BV Altenessen
- Full name: Ballspiel-Verein Altenessen von 1906 e.V.
- Founded: 1906; 119 years ago
- Ground: Am Kaiserpark
- League: Kreisliga A Essen (VIII)
- 2015–16: 5th
| Home colours | Away colours |

= BV Altenessen =

BV Altenessen is a German football club from the city of Essen, North Rhine-Westphalia. It was established 6 May 1906 and had short turns as a first division side prior to World War II.

==History==
BV first came to note through a 1926 national round playoff appearance after a second-place result in the regional top flight play in the Westdeutschland league. They were quickly eliminated by FSV Frankfurt (1–2) in an eighth-final contest.

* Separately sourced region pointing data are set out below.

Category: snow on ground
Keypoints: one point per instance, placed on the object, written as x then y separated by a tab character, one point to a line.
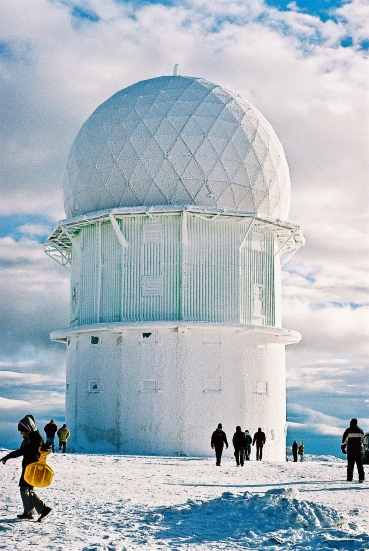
124	503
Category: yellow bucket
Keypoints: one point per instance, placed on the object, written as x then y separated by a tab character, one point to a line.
39	474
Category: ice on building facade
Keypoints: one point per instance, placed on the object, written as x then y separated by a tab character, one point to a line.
177	196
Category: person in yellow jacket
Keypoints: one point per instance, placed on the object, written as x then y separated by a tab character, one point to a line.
63	435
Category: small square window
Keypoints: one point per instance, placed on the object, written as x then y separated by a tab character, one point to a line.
213	385
149	337
262	387
149	385
212	337
94	386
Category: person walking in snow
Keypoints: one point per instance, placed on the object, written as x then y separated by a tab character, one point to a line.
239	444
50	430
63	435
30	450
218	439
300	451
294	450
259	438
352	440
248	442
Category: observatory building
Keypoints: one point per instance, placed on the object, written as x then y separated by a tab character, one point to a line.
176	198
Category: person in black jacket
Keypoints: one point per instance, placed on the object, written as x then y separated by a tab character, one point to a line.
50	430
29	449
239	444
218	439
352	440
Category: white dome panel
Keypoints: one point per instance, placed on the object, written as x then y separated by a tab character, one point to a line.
177	141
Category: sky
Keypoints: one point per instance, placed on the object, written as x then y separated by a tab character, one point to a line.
304	65
188	504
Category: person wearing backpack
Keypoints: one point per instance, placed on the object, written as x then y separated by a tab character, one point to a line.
29	449
239	444
248	442
218	439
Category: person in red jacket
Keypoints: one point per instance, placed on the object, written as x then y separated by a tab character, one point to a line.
29	450
259	438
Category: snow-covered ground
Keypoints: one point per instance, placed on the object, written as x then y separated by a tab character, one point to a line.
116	503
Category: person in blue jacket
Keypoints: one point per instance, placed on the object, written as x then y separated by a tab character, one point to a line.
29	450
352	440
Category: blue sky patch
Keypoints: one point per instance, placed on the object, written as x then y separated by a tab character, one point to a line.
89	15
319	8
25	225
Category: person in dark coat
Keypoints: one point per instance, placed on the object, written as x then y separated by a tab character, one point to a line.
352	440
248	442
259	438
294	450
239	444
50	431
29	450
218	439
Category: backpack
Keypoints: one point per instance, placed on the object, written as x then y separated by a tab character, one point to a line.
39	474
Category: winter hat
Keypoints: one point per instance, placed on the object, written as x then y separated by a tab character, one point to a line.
27	424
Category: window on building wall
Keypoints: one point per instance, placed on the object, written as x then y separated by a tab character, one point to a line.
211	337
95	386
257	315
151	285
150	385
213	385
149	337
257	241
153	233
262	387
75	290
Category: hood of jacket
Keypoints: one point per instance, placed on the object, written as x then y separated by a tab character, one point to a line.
27	424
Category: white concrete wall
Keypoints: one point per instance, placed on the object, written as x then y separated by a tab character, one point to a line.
205	375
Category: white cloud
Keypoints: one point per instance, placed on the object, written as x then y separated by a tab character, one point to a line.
5	403
56	70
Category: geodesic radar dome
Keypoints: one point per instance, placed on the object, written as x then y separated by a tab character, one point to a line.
177	141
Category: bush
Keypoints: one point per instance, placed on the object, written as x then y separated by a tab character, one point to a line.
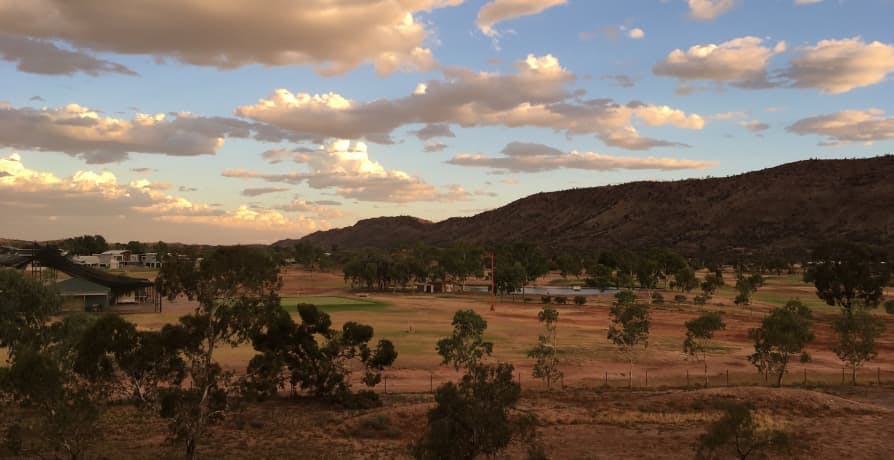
376	426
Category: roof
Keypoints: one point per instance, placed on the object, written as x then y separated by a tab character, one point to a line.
51	257
80	286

In 1933 they merged briefly with Essener Sport-Club Preußen 1902 and played a single season as BV Preußen Altenessen in the Gauliga Niederrhein, one of 16 regional first division circuits created in the reorganization of German football under the Third Reich that year. Preußen was relegated after a 10th-place finish and the union of the two clubs ended. After a title win in the Bezirksliga Niederrhein (II) in 1937 followed by a successful promotion round playoff, BV rejoined Gauliga play. Their 1937–38 campaign ended in relegation after another 10th-place finish. As World War II progressed domestic competition suffered from manpower shortages and difficult travel. Many teams were merged into wartime sides known as Kriegspielgemeinshaft and in October 1943 BV joined Rot-Weiß Essen to form KSG RWE/BV 06 Essen which played as Ballfreunde Bergeborbeck after 1944. The combined side played lower tier local ball until war's end.

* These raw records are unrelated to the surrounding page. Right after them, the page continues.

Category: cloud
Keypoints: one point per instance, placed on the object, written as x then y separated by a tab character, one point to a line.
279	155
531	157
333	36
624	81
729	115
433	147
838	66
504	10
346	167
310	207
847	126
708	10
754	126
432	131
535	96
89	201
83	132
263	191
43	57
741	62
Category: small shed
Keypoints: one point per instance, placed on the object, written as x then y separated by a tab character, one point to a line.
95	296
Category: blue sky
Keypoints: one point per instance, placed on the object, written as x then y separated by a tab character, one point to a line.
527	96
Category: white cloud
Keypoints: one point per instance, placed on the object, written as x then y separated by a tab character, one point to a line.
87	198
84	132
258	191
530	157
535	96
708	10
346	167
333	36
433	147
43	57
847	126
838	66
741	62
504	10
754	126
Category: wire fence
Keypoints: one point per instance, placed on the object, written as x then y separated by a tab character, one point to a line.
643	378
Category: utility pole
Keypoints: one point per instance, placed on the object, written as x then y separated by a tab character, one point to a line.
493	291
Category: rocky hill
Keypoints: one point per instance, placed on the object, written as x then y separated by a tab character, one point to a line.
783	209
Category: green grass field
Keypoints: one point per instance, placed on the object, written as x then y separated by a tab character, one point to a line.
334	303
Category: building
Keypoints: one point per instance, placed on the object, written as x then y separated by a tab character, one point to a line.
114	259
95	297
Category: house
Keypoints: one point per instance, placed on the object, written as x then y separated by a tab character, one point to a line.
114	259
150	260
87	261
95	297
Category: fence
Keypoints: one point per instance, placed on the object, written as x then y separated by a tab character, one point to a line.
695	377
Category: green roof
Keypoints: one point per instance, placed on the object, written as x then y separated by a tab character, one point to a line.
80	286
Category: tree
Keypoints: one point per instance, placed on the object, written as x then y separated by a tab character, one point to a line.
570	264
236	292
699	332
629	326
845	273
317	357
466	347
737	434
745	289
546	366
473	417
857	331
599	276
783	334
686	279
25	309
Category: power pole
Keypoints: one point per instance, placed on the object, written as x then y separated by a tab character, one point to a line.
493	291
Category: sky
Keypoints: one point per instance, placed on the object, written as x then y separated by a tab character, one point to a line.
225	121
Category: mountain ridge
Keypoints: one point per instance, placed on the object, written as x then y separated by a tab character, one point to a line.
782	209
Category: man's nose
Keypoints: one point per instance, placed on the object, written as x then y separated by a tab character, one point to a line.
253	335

The two clubs resumed their separate identities after the conflict and became part of the Landesliga Niederrhein (III) in 1947. Over the course of the next three decades BV remained a mid to lower table side in third and fourth tier competition with their best result coming as a 6th-place finish in 1973. Through the 1980s and 1990s the club slowly faded from view as they slipped to 5th and 6th division play. After the turn of the millennium BV descended to the Kreisliga and played in the Kreisliga B (IX). It won a league championship at this level in 2015 and returned to the Kreisliga A.